The asteroid targeted by DART is called Dimorphos, an asteroid only 160 meters in diameter. It orbits a larger one, called Didymos, a 780-meter diameter asteroid. The two asteroids are being tested at a distance of about 11 million kilometers from Earth to ensure that the tests do not pose a threat to the planet.

Dimorphos and Didymos

Dimorphos and Didymos

Diagram of the dimensions of Dimorphos

Diagram of the dimensions of Dimorphos

The survey team will now use ground-based telescopes to observe Dimorphos to confirm that the DART impact changed the asteroid’s orbit around Didymus.
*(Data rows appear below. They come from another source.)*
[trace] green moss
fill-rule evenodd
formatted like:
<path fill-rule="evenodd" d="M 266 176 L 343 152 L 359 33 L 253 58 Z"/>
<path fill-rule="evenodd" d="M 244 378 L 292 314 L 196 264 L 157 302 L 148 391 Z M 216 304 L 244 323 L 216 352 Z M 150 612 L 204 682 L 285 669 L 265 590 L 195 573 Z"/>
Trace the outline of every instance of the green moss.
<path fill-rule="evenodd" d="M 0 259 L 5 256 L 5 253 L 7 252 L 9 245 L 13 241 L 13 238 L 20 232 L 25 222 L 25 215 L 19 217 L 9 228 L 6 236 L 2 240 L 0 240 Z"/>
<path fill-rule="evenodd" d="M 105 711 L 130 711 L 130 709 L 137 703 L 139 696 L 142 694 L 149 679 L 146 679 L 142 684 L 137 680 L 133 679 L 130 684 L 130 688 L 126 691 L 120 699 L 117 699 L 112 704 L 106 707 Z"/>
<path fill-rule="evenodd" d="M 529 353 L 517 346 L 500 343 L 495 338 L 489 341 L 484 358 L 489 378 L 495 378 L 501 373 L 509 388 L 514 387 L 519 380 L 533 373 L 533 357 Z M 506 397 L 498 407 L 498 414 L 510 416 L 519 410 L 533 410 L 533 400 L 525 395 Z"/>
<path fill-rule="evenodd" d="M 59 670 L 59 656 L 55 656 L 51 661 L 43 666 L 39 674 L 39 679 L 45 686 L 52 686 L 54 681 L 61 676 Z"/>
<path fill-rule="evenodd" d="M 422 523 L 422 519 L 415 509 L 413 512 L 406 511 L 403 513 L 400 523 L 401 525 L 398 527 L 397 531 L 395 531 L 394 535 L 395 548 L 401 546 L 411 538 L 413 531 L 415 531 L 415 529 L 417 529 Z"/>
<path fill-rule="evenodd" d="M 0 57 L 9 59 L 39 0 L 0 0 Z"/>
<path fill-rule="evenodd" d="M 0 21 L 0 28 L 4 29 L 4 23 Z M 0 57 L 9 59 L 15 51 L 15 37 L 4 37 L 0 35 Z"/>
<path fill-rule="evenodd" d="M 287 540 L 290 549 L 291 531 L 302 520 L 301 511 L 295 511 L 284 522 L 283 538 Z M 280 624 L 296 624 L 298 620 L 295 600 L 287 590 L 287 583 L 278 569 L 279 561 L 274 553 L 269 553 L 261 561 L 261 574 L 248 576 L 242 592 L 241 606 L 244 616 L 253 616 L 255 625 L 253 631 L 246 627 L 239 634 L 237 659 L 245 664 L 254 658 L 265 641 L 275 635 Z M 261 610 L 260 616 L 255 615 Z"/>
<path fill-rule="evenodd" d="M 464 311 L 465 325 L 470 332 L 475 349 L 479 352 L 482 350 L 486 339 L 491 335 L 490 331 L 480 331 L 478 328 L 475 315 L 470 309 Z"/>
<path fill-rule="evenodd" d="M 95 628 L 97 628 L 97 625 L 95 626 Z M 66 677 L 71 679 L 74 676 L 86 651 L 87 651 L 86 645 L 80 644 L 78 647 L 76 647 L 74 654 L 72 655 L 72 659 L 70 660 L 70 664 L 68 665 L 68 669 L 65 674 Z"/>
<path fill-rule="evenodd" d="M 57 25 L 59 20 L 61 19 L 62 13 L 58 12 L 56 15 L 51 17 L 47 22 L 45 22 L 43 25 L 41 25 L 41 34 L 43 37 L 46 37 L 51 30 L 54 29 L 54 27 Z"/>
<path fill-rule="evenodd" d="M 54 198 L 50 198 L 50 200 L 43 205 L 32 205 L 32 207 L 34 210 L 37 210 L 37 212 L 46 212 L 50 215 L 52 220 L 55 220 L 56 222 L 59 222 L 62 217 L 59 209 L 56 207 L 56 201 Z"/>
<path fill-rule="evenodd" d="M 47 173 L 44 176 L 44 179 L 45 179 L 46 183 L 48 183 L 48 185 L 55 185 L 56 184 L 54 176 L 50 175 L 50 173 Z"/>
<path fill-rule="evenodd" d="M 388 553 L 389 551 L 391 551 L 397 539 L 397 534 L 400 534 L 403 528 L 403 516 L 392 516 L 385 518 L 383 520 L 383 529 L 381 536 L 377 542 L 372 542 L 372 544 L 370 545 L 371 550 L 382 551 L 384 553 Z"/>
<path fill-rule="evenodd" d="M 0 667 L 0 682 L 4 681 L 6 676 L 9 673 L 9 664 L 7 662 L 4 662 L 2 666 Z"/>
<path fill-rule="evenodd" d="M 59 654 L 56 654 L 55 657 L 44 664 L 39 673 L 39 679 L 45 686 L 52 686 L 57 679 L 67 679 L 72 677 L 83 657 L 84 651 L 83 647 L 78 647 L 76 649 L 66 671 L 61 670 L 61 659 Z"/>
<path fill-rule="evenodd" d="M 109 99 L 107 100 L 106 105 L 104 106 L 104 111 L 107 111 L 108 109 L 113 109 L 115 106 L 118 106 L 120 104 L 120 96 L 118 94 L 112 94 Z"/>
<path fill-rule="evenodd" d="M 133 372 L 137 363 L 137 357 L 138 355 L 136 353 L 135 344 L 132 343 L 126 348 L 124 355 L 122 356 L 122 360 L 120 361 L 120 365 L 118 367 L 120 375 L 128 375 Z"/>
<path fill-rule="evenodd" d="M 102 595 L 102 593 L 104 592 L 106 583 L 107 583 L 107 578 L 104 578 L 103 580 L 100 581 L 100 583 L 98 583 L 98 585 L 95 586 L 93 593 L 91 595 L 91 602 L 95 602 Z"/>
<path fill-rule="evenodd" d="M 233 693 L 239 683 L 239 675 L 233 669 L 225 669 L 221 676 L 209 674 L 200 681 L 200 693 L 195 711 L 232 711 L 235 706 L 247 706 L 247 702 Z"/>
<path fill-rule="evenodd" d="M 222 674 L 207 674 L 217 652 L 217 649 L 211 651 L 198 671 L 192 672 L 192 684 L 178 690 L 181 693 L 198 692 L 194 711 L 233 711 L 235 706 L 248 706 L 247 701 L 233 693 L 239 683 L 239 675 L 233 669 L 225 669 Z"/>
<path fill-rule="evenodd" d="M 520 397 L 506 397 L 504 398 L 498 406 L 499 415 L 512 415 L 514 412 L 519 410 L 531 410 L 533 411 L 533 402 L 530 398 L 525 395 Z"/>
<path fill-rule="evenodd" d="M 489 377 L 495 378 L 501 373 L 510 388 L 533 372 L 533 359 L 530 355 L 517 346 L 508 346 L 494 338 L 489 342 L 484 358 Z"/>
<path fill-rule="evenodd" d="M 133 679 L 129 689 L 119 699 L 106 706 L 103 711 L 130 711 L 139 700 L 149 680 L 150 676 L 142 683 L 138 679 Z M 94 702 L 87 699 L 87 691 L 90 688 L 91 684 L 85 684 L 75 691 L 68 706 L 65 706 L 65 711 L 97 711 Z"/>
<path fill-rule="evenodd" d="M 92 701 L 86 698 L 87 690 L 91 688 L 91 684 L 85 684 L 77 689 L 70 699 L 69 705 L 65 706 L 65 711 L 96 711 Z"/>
Researchers expect the impact to shorten Dimorphos’ orbit by about 1 percent, or about 10 minutes.

Dimorphos captured by the James Webb Telescope

Dimorphos captured by the James Webb Telescope

As part of NASA’s Global Planetary Defense Strategy, DART technology with impact data from the asteroid Dimorphus will demonstrate a viable space defense technology that could protect Earth from an asteroid or comet.

“In essence, DART represents an unprecedented success for planetary defense, and it is a mission that can unite all of humanity,” said NASA Administrator Bill Nelson. “As NASA studies the universe and our planet and we work to protect our home, DART has turned science fiction into science fact with the collaborative efforts of nations to show us a way to protect our planet.”

Thomas Zurbuchen, deputy director of the Science Mission Council at NASA Headquarters in Washington, D.C., said, “Planetary defense is a technology that the world should collaborate on, and it affects everyone on Earth.”

In about four years, ESA’s Hera mission will conduct a detailed survey of the two asteroids, specifically the condition of the craters left by the DART impact, and a precise determination of the mass of Dimorphos.

The reason for the disappearance of the dinosaurs, the Earth’s former overlords, may be the asteroid impact on Earth.

Dinosaur extinction

Dinosaur extinction

It may not be now, and it may not be in the near future, but as long as we wait long enough, there will always be a planet to crash into the Earth, and it is not the romance of the universe to knock an asteroid out of its original orbit, but it is the wisdom of mankind to plan ahead and continue civilization.